Artículo publicado originalmente en inglés (Powerful Presidents Are Incompatible with Liberty) en el sitio web del Ron Paul Institute el 9 de noviembre de 2020:


Los principales medios de comunicación han declarado al exvicepresidente Joe Biden ganador de las elecciones presidenciales de 2020. Sin embargo, esto no significa que la campaña presidencial de 2020 haya llegado a su fin. El presidente Donald Trump continúa con sus desafíos legales al recuento de votos en algunos estados clave.


La inversión emocional de muchos estadounidenses en la carrera entre Trump y Biden habría conmocionado a los redactores de la Constitución. Los autores de la Constitución pretendían que la presidencia fuera una oficina de poderes estrictamente limitados que no afectaría a la mayoría de los estadounidenses. La Constitución autoriza al Presidente a administrar las leyes aprobadas por el Congreso, no a crear leyes mediante órdenes ejecutivas. El presidente sirve como comandante en jefe de las fuerzas armadas luego de una declaración de guerra del Congreso, sin autoridad para enviar tropas unilateralmente a un conflicto extranjero.


Los Padres Fundadores no tenían la intención de que el presidente estableciera la “agenda nacional”, y se horrorizarían al ver a los presidentes modernos asumir la autoridad de ordenar la detención indefinida e incluso la muerte de ciudadanos estadounidenses sin el debido proceso.


La idea de que el Presidente debiese ejercer poderes casi ilimitados es un legado del movimiento progresista. Los progresistas, que son responsables del surgimiento del estado de guerra y estado de bienestar estadounidense, tienen una afinidad por una Presidencia fuerte, lo cual no es sorprendente. Un gobierno que aspire a dirigir nuestras vidas, dirigir la economía y gobernar el mundo requiere un poder ejecutivo fuerte que no esté sujeto a las cadenas de la Constitución. La Guerra Fría también proporcionó un impulso al poder presidencial, ya que justificó que los presidentes asumieran más autoridad sin control en nombre de la "seguridad nacional".

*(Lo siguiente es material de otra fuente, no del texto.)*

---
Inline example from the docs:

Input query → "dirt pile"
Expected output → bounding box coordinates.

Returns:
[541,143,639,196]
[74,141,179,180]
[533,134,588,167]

La concentración de poder en el Poder Ejecutivo no significa que los presidentes sean todopoderosos. Por ejemplo, aunque los presidentes son juzgados por el estado de la economía, la Junta de la Reserva Federal, que no es electa ni rinde cuentas, generalmente tiene una mayor influencia sobre la economía que el Presidente. Los presidentes a menudo deben adaptar sus políticas económicas para hacer frente a las consecuencias de las acciones de la Reserva Federal (Fed). Es por eso que los presidentes gastan tanto tiempo y energía tratando de influir en la Fed "apolítica". Los presidentes de la Fed generalmente, pero no siempre, son recíprocos al intentar adaptar las políticas para que sean "útiles" para el Presidente en ejercicio.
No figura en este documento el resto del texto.